The image is worth deconstructing a little. We’ve got measurement / accountability in the bar chart at the top. We’ve got inclusive collaboration in the handshake, insights with the electric bulb and an all-seeing eye, which I don’t think is meant to refer to data privacy issues. I’m not sure what the money icon is meant to represent, either, but perhaps I’m being obtuse. One thing is clear. The future of learning is on a screen banged down on a UK-centred globe. The event also guarantees no Zoom fatigue, and a refund is offered if you find the whole thing tedious. A General Ticket costs £160.00: thought leaders don’t come cheap.

Thought leaders are interlopers in the world of education. They really belong in the discourse of business, as reflected in the webpage of Global Thought Leaders . The adjectives say it all: changing, efficient, financial, forward-thinking, sustainable, technological, transparent. Education, however, sits a little uneasily with some of these attributes, and, for that reason, I, personally, find it hard to use the term without irony.

You can check out the list of the World’s Top 30 Education Gurus for 2020 here and it includes some of the usual suspects: Salman Khan, Sugata Mitra, the late Ken Robinson, John Hattie and Dylan William. White men, mostly. For more specifically ELT thought leaders, perhaps we should let them stay anonymous.
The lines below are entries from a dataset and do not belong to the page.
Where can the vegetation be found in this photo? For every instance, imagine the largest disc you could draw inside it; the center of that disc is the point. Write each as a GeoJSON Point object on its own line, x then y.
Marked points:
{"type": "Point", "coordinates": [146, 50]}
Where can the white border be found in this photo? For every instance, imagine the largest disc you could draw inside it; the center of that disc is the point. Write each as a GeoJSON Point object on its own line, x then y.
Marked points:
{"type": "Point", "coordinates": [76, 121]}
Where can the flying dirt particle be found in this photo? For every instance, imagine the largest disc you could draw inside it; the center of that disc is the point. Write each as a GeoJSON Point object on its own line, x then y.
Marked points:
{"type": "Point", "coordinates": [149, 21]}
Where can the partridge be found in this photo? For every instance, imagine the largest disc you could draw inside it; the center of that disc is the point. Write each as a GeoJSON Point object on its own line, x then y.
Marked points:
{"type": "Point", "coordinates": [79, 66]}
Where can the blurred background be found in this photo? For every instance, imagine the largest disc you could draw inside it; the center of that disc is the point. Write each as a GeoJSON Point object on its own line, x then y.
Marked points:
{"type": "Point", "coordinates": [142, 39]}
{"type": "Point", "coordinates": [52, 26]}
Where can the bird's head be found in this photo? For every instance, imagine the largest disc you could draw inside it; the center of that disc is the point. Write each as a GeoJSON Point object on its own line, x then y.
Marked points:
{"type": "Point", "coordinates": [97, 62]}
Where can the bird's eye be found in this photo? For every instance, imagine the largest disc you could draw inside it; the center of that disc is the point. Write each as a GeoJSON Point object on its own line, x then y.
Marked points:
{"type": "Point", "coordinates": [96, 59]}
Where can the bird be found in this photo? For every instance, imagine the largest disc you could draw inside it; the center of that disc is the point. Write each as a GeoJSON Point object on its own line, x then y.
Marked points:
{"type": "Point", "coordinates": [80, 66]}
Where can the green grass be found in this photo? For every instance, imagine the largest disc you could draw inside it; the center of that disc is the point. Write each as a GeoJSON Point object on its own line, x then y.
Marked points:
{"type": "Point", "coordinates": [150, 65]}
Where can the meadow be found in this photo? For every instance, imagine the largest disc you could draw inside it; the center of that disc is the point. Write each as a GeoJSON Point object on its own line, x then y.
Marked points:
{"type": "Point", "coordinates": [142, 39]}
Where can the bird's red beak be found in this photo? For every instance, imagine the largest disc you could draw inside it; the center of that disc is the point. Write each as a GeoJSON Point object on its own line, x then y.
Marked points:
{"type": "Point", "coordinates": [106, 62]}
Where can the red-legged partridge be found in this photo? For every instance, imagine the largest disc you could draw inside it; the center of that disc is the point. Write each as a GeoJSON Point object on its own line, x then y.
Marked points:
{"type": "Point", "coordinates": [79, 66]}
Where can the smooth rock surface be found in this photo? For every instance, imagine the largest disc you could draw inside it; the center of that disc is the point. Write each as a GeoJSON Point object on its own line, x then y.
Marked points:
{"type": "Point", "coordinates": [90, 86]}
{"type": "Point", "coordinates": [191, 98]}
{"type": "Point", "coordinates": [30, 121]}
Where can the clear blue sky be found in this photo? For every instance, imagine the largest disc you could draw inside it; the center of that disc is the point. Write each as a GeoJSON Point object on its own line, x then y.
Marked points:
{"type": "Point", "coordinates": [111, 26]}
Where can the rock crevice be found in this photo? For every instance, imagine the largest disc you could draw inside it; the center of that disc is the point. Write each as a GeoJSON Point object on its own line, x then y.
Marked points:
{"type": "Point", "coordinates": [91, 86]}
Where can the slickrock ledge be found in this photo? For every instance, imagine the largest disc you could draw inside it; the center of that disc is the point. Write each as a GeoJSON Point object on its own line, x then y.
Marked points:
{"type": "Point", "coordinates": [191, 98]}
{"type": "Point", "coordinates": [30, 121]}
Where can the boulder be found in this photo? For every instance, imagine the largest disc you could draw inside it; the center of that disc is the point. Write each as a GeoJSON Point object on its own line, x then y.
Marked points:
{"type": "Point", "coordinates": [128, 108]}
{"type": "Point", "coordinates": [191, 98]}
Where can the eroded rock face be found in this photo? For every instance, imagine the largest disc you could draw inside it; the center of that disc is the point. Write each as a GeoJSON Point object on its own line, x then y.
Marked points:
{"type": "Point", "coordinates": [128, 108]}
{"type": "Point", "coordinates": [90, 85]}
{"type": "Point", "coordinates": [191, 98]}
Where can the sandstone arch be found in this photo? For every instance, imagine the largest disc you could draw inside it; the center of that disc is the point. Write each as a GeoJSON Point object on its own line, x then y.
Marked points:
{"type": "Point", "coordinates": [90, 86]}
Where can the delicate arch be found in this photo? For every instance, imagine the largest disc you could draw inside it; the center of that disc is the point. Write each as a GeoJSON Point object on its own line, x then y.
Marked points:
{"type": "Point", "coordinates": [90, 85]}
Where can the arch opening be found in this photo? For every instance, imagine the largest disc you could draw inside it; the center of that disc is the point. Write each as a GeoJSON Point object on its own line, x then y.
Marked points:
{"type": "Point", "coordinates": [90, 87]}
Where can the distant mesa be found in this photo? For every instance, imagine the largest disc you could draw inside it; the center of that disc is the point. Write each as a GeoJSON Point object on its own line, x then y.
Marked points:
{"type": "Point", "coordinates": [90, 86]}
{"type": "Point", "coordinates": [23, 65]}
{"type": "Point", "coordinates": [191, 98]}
Guruism, as Paola Rebolledo has reminded us, can be detrimental to our professional health. ‘Become your own guru,’ she calls and I would add, ‘Become your own thought leader’.

You can do this by reading Ayn Rand and ‘Talk like TED’ by Carmine Gallo. You might consider an online course on ‘Becoming a Thought Leader’ (the price includes a shareable certificate) to help you develop a compelling message, build influence, maximize your visibility, and track your impact. Or save money and buy ‘The Thought Leadership Manual: How to Grab Your Clients ….’ (I’ll leave you to complete the title). Find your niche, but focus on tech, that’s my advice.

Happy new year!

Philip

Daub, A. (2020) What Tech Calls Thinking. New York: Farrar, Straus and Giroux.